Jumping on the Bandwagon...

Aug 23, 2010 22:50

Day One - Introduce yourself...




I guess a photo is a good place to start. This is the best recent photo that I have. It was taken a few months ago, in my Stornoway house, just after I had gone back to dark hair for the first time in almost 6 years.

My name is Caroline Grieve. I have a middle name, but I don't like it in combination with my first name, so I choose to keep it quiet. I was born on the 15th October 1986 into a working class Scottish family. I say working class cos that's where we're banded, but I can't really complain. My parents had to work really hard to make ends meet but we never wanted for anything.
I grew up in a village just outside of Dunfermline in Fife, and I had a happy childhood when I was really little. We were in the countryside in my village, and I can remember long summers spent climbing around in trees and running around in hay fields or on the rope swing in the woods. You know you grew up in my village if you were chased by the tramp in the woods at least once.
I went to Queen Anne High School, and I can't say I loved my school days, but I didn't hate them. I did hate the people who I had to see every day though. I was heavily bullied from P6 til about S3, and it rattled my self-esteem down to minus-numbers pretty quickly. However, I did have a small circle of good friends who saw me through. We hung out and had a laugh in class, we went to gigs, we met up on weekends. I was lucky to be so close to such good people.
I left high school with 8 standard grades (fives 1s, two 2s and a 3), an intermediate 2, 4 highers and an advanced higher.

It was in my final years of high school that I started to realise I wanted to be a teacher. I thought I wanted to teach primary school. In fact, I was desperate to be a primary teacher. I applied to every uni in Scotland offering primary teaching courses, but my maths ability wasn't good enough, so I didn't get in. That's always bugged me, because I got a 3 in maths at standard grade, and quite honestly I don't think you need much more than that to teach basic numbers to small children. But whatevs, I digress. I didn't get a place on a primary course, and I went into panic mode. I managed to get into an English Studies course at Stirling uni through the emergency 'UCAS Extra' scheme.
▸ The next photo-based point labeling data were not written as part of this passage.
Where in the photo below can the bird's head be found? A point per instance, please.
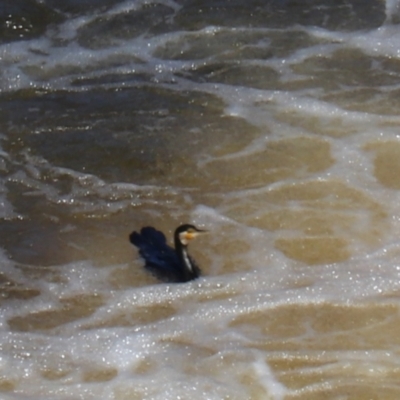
(185, 233)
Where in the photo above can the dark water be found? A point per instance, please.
(274, 125)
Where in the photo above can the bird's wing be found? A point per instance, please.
(153, 247)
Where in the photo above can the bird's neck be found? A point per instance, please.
(186, 262)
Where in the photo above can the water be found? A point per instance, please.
(273, 125)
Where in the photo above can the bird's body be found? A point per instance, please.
(168, 264)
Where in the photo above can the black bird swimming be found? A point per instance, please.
(168, 264)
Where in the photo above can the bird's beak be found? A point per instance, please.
(192, 235)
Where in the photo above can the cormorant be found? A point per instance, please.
(168, 264)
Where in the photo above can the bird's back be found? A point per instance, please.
(160, 258)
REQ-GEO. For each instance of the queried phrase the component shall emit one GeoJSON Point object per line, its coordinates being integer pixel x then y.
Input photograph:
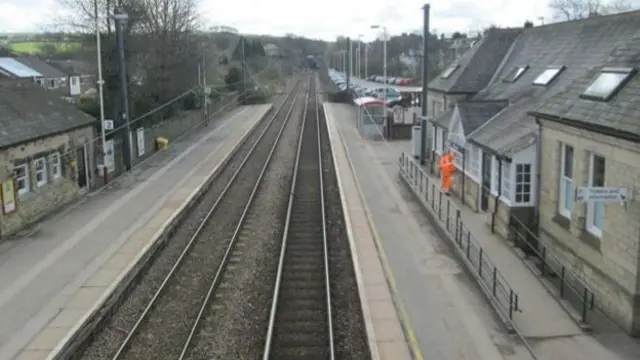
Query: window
{"type": "Point", "coordinates": [495, 175]}
{"type": "Point", "coordinates": [595, 210]}
{"type": "Point", "coordinates": [54, 165]}
{"type": "Point", "coordinates": [21, 176]}
{"type": "Point", "coordinates": [565, 202]}
{"type": "Point", "coordinates": [449, 71]}
{"type": "Point", "coordinates": [607, 84]}
{"type": "Point", "coordinates": [515, 73]}
{"type": "Point", "coordinates": [476, 158]}
{"type": "Point", "coordinates": [548, 75]}
{"type": "Point", "coordinates": [523, 184]}
{"type": "Point", "coordinates": [41, 171]}
{"type": "Point", "coordinates": [506, 181]}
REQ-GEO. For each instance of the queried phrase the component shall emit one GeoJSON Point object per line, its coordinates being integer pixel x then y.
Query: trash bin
{"type": "Point", "coordinates": [161, 143]}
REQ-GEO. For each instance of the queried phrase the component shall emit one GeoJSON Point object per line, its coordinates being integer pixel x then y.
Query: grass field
{"type": "Point", "coordinates": [34, 47]}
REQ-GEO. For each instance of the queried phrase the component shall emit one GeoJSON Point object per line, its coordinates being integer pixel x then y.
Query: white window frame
{"type": "Point", "coordinates": [475, 162]}
{"type": "Point", "coordinates": [56, 167]}
{"type": "Point", "coordinates": [27, 185]}
{"type": "Point", "coordinates": [563, 208]}
{"type": "Point", "coordinates": [43, 171]}
{"type": "Point", "coordinates": [591, 226]}
{"type": "Point", "coordinates": [516, 183]}
{"type": "Point", "coordinates": [495, 176]}
{"type": "Point", "coordinates": [507, 183]}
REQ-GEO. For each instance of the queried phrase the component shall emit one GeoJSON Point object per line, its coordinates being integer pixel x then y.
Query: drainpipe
{"type": "Point", "coordinates": [536, 204]}
{"type": "Point", "coordinates": [497, 198]}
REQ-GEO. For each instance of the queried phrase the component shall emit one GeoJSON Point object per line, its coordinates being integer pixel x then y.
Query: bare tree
{"type": "Point", "coordinates": [582, 9]}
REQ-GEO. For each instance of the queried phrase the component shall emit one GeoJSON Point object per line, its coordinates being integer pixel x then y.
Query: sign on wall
{"type": "Point", "coordinates": [109, 157]}
{"type": "Point", "coordinates": [8, 197]}
{"type": "Point", "coordinates": [601, 194]}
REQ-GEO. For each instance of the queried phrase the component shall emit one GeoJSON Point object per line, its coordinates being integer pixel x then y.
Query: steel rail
{"type": "Point", "coordinates": [225, 260]}
{"type": "Point", "coordinates": [127, 341]}
{"type": "Point", "coordinates": [285, 236]}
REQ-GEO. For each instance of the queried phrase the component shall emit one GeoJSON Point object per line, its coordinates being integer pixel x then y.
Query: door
{"type": "Point", "coordinates": [81, 161]}
{"type": "Point", "coordinates": [485, 190]}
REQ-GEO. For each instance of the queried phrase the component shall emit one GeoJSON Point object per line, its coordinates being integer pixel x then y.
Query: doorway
{"type": "Point", "coordinates": [81, 161]}
{"type": "Point", "coordinates": [485, 188]}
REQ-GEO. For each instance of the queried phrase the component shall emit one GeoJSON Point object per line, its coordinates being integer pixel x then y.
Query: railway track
{"type": "Point", "coordinates": [300, 323]}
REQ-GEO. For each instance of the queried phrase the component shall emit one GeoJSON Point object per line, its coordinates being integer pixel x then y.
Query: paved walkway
{"type": "Point", "coordinates": [71, 259]}
{"type": "Point", "coordinates": [449, 317]}
{"type": "Point", "coordinates": [551, 331]}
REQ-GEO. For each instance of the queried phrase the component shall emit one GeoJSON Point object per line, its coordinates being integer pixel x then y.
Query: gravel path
{"type": "Point", "coordinates": [350, 337]}
{"type": "Point", "coordinates": [106, 341]}
{"type": "Point", "coordinates": [234, 326]}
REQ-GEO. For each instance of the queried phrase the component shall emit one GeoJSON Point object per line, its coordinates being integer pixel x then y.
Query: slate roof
{"type": "Point", "coordinates": [72, 67]}
{"type": "Point", "coordinates": [475, 113]}
{"type": "Point", "coordinates": [477, 65]}
{"type": "Point", "coordinates": [29, 112]}
{"type": "Point", "coordinates": [41, 66]}
{"type": "Point", "coordinates": [621, 114]}
{"type": "Point", "coordinates": [581, 46]}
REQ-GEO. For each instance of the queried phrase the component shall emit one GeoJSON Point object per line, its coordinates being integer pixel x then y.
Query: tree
{"type": "Point", "coordinates": [582, 9]}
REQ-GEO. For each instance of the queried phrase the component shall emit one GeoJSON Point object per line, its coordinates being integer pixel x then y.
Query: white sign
{"type": "Point", "coordinates": [108, 125]}
{"type": "Point", "coordinates": [601, 194]}
{"type": "Point", "coordinates": [109, 157]}
{"type": "Point", "coordinates": [140, 138]}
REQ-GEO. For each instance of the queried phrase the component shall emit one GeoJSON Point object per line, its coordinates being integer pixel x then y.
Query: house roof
{"type": "Point", "coordinates": [477, 66]}
{"type": "Point", "coordinates": [72, 67]}
{"type": "Point", "coordinates": [41, 66]}
{"type": "Point", "coordinates": [474, 113]}
{"type": "Point", "coordinates": [580, 46]}
{"type": "Point", "coordinates": [618, 116]}
{"type": "Point", "coordinates": [29, 112]}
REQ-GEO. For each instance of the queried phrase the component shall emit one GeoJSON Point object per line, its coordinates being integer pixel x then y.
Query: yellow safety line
{"type": "Point", "coordinates": [404, 318]}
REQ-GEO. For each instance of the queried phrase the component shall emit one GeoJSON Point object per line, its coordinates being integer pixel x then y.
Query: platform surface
{"type": "Point", "coordinates": [51, 278]}
{"type": "Point", "coordinates": [451, 318]}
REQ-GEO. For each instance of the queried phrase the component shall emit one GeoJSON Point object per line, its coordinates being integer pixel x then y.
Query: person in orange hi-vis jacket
{"type": "Point", "coordinates": [447, 168]}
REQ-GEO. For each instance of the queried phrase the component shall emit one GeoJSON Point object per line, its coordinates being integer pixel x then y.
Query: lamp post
{"type": "Point", "coordinates": [101, 95]}
{"type": "Point", "coordinates": [359, 57]}
{"type": "Point", "coordinates": [384, 55]}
It was the best thing that could have happened. Being dedicated to English, I realised that I loved it too much to dumb it down for small kids. Suddenly I knew I'd found what I really wanted to do - English teaching became my goal.

After uni in Stirling I took a year out from Education and then went to Glasgow to do my Post Graduate Diploma in Education. I wasn't outstanding at teaching in the early days. In fact, I was pretty bad it. I got by - nothing more. It's odd though, because as I left uni and went into my probation year something clicked. It all started to work. I could do it. I don't tend to brag, but I know now that I'm a good teacher and the early difficulty was just a wobble due to inexperience, and I'm proud of that. My achievement in reaching my goal is something I'm very aware of. It's kind of defined who I am now. I'm someone who reaches their goals. I'm a young professional. I'm a teacher. I say it to myself sometimes because I can't believe I made it.